Once, I broke my own rule. After knowing one young lady for about a year, having developed feelings for her and at my hiking buddy's encouragement, I let her know that I liked her. She persuaded me to not ask her father, because we both knew that he would shut us down and we'd essentially never speak again. Neither one of us wanted to end it, and so we moved forward. Trouble was, eventually we both knew there would be a showdown with him and that she would have to choose. She was worth the risk to see if she would pick me in the end. She didn't. If I had stuck to my plan, we would have never gotten to know one another, which would have been a shame, because she's the best woman I've ever known, at least the best woman for me.

Family makes a great deal of difference, and no matter what you think you do marry a family. Saturday after class, a student who recently filed for divorce from her husband confessed that the only person she ever regretted was because of family interference. One of the lab technicians who preps for my classes told me a month ago that his girlfriend's family had finally consented to them. He was lucky enough that she told him she would leave her family for him. Well, I would never ask that, and neither would he, but I'm glad it's working out for him. It's a very difficult thing to marry well, and it's even more difficult if not impossible when the parents disprove. I know from personal experience that the parents can undermine things, leading to a breakup or even to ultimate divorce both of which happened to me.

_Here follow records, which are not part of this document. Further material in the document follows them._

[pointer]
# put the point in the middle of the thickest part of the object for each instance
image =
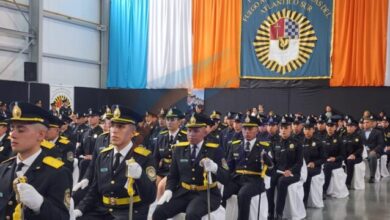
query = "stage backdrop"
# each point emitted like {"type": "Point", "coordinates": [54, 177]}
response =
{"type": "Point", "coordinates": [228, 44]}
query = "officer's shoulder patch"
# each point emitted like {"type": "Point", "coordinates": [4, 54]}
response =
{"type": "Point", "coordinates": [47, 144]}
{"type": "Point", "coordinates": [110, 147]}
{"type": "Point", "coordinates": [236, 142]}
{"type": "Point", "coordinates": [182, 144]}
{"type": "Point", "coordinates": [264, 143]}
{"type": "Point", "coordinates": [64, 141]}
{"type": "Point", "coordinates": [53, 162]}
{"type": "Point", "coordinates": [212, 145]}
{"type": "Point", "coordinates": [64, 137]}
{"type": "Point", "coordinates": [104, 133]}
{"type": "Point", "coordinates": [164, 132]}
{"type": "Point", "coordinates": [142, 151]}
{"type": "Point", "coordinates": [9, 159]}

No matter how you look at it, Romeo and Juliet is after all a tragedy. It's a tragedy that they both die. Unable to follow their hearts, the starcrossed lovers end up both dead, and both families lose. It's a tragedy that the parents and families hate one another. Before the lovers make their plan confederate, Tybalt is slain in a duel, and the families quarrel in public and private with each other, driving the gulf between them even wider. It's a tragedy that Juliet asks Romeo to deny his father and refuse his name, and it's a tragedy that she is willing to do the same. I wrote years ago about Familial Piety, and in most instances, even if the parents are wrong, they are doing it out of love, out of a desire to protect their children from mistakes. My student who confessed to me Saturday spent the last five years, which might be the prime years of her life, with a man who didn't deserve her and didn't really want to be with her. It is a tragedy that we are not actually able, allowed, or willing to love the people we ought. All too often we hurt those we love and love those who hurt us. Scripture tells us what ought to be. Man and woman leave their parents and become one flesh. They become their own entity, a new family. However, the roots of family trees run deep, and it's difficult to be the black sheep even if it's the right thing to do.

People who really love you won't ask you to change. People you really love will not need to change. Requiring that they leave their family, their faith, their house, their principles, their comic books, their cars, their jobs, etc., as a condition of your love is manipulative. It's not real love. It says, I will love you if you meet my expectations. Imagine how bleak life would be if parents did that with their children, if God did that with us! I do not want to deny her father. I want our grandchildren to see and know and interact with and love their grandparents like I did. I want them to recognize, laud, and honor their ancestors like I do. Everyone has rotten apples in their family tree. It's most unfortunate when it's her parents.